When King Abdulaziz discussed succession before his death, he was seen to favor Prince Faisal as a possible successor over crown prince Saud due to Faisal's extensive knowledge from years of experience. Many years before, King Abdulaziz recognized Faisal as the most brilliant of his sons and gave him multiple responsibilities in war and diplomacy. "I only wish I had three Faisals", King Abdulaziz once said when discussing who would succeed him. However, King Abdulaziz made the decision to keep Prince Saud as crown prince. His last words to his two sons, the future King Saud and the next in line Prince Faisal, who were already battling each other, were "You are brothers, unite!" Shortly before his death, King Abdulaziz stated, "Verily, my children and my possessions are my enemies."

A fierce power struggle between Abdulaziz's most senior sons, Saud and Faisal, erupted immediately after Abdulaziz's death. Faisal was declared the Prime Minister of Saudi Arabia in 1954, but had limited powers. Soon after, Saudi Arabia began having financial issues and debt as a result of Saud's disastrous policies. Saud was often associated among other things with the plundering of oil revenues, luxurious palaces, and conspiracy inside and outside of Saudi Arabia while Faisal was associated with sobriety, piety, puritanism, thriftiness, and modernization. As the severity of the issues in Saudi Arabia became much worse, the House of Saud forced King Saud to delegate most of his executive powers to Faisal in 1958. However, Faisal was still unable to use his powers as Saud continued to block them, which prompted Faisal to resign. As Saud continued to handle general affairs ineptly, he was bringing Saudi Arabia to the brink of collapse. On 4 March 1964, Faisal and his brothers launched a bloodless coup d'état against Saud. Faisal was made regent, and Saud remained King as a purely ceremonial role. In November, the ulema, cabinet and senior members of the ruling family forced Saud to abdicate altogether, and Faisal became king in his own right. On 6 January 1965, Saud went to the palace with his uncle Abdullah bin Abdul Rahman to declare his allegiance to King Faisal.

The next in line, Prince Mohammed, was crown prince for a short time but disclaimed that title in favour of Prince Khalid in 1965.

Shortly after King Faisal was assassinated by his nephew, Khalid became the King of Saudi Arabia and Fahd became the crown prince.

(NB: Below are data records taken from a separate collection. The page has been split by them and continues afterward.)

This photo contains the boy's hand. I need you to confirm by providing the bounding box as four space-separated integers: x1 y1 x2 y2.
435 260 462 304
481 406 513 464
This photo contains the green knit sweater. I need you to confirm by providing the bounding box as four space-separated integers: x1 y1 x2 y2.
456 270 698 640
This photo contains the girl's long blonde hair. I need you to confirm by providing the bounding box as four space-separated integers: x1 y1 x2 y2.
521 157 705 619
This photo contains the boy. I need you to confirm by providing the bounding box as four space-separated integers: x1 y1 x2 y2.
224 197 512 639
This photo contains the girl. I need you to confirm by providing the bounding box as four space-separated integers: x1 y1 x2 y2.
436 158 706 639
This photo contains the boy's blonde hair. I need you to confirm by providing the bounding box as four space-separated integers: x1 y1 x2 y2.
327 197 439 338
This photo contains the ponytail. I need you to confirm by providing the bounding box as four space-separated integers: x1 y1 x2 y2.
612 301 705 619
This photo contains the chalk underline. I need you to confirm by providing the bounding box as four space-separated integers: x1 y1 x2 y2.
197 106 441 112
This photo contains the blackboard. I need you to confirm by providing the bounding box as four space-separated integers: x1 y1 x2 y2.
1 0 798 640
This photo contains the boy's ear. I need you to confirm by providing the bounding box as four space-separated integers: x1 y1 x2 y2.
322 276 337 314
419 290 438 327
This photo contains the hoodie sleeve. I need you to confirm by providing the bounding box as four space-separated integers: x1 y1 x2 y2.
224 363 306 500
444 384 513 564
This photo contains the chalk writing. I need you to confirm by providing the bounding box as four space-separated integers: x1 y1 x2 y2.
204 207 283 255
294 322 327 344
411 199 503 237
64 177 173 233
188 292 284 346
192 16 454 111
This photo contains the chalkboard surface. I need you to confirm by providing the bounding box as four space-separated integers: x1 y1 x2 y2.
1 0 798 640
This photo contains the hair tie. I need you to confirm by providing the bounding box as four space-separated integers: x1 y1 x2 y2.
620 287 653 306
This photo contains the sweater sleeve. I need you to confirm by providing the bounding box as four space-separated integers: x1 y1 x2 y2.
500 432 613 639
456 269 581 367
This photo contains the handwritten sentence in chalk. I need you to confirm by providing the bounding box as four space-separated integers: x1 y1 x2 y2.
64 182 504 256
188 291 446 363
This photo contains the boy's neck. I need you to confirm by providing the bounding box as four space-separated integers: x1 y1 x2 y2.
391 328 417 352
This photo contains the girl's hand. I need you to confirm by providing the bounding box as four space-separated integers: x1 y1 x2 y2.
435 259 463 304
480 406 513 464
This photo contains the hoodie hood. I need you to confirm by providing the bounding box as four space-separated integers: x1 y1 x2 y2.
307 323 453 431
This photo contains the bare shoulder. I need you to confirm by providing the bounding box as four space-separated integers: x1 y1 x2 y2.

During Khalid and Fahd's reigns, both adopted conservative Islamic policies after the 1979 Grand Mosque seizure. When King Fahd had a stroke in 1995, crown prince Abdullah became the formal Regent for the remainder of Fahd's reign. When Abdullah became King, he began to modernize Saudi Arabia. He allowed women the right to vote and to work in government positions. Abdullah also created the Allegiance Council, a body that is composed of the sons and grandsons of Saudi Arabia's founder, King Abdulaziz, to vote by a secret ballot to choose future kings and crown princes.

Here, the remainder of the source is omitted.